Nearest to “verde”, islands:

verde
pitcairn
tahiti
hainan
oland
bonaire
turks
caicos
cape
hawaii
aruba
burundi
burkina
mullins
faso
cayman
carrizo
kabini
barts
bissau


“moscow”:

micex
melbourne
pacific
norfolk
york
hongkong
asia
sydney
beijing
america
guam
europe
africa
eastern
niue
london
kong
atlantic
amsterdam


#### Companies

protobuf
uninterpreted
upbdefs
horrorho
doubleclicksearch
bigquery
appengine
storagetransfer
urlshortener
inappproduct
gwtorm
iocloseables
apis
bicycling
iogrpc'


but why on earth did somebody name an entity in code like this?

“apple” yields numerous frameworks and technologies, nothing interesting. “microsoft”:

idmicrosoft
bespelled
intellisense
catypes
bedisposable
becased
caavoid
tomicrosoft
caliterals
managemenet
iopackaging
caidentifiers
caparameter
idjustification
linq
fsteam
contoso
caconsider
caresource


managemenet? A misprint?

#### Disclosure

These examples are not chosen randomly. Not everything that one can imagine is magically reflected in the embeddings.

## Reproduce

We are in the process of cloning all Git repositories in the world and building sourced.engine to access and analyse them. We’ve built sourced.ml and many other libraries and packages to do MLoSC on top. Meanwhile, it is possible to grab the obsolete embeddings and play with them. They are the same as we use in vecino-reference, the proof of concept notebook which finds similar GitHub repositories. They were built without the AST co-occurrence scheme, the sequential sliding window was used instead. The vocabulary size is 500,000. The source code used is >100,000 most starred repositories on GitHub cloned in October 2016 - that is, one year ago.
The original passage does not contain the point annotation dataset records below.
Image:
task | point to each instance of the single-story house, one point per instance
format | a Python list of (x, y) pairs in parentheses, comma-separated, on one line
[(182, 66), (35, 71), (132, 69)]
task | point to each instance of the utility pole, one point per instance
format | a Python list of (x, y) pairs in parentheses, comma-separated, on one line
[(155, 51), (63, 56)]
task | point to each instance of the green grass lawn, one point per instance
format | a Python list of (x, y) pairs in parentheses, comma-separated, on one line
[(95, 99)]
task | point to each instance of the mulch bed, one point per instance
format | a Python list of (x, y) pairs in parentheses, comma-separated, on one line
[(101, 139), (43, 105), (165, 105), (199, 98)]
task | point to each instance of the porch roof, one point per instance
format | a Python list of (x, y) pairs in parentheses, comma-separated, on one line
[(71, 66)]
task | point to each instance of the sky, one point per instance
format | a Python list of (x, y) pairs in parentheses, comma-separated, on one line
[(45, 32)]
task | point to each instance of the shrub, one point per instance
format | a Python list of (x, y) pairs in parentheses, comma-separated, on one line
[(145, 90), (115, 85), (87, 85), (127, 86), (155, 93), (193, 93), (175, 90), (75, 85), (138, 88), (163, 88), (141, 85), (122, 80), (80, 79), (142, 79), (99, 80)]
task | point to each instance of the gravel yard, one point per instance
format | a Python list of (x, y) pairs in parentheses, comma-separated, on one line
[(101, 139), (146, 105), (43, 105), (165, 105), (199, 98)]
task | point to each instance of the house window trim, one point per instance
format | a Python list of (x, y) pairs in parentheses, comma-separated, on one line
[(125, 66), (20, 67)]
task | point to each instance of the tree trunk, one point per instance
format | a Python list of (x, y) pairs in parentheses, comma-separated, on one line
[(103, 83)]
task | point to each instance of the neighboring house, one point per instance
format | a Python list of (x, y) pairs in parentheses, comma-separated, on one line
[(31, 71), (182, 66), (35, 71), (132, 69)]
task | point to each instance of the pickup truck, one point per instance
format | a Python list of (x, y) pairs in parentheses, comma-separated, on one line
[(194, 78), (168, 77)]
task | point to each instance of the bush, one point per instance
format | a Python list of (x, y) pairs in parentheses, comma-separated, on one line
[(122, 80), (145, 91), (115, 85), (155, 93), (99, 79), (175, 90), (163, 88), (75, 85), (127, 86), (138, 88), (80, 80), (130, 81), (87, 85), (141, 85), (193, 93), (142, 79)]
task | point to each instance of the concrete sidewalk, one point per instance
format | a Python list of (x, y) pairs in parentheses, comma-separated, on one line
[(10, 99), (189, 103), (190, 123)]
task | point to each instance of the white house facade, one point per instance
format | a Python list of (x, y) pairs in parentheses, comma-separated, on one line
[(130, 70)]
If you really wish to train your own identifier embeddings right here, right now, contact us and we will figure out how to give you terabytes of data. Otherwise it is best to wait a few months until we launch our datasets initiative. Alternatively join our Slack community and we’re always happy to discuss generating data sets for you.

Exploring API Embedding for API Usages and Applications

## Conclusion

It is possible to construct embeddings of identifiers in source code at scale, efficiently. The input co-occurence matrix can be generated with the proposed algorithm based on AST traversal. They capture funny relations specific to software engineering as well as some general associations. The legacy model built with the previous generation processing pipeline on more than 100,000 most starred repositories cloned in October 2016 is available to download and evaluate.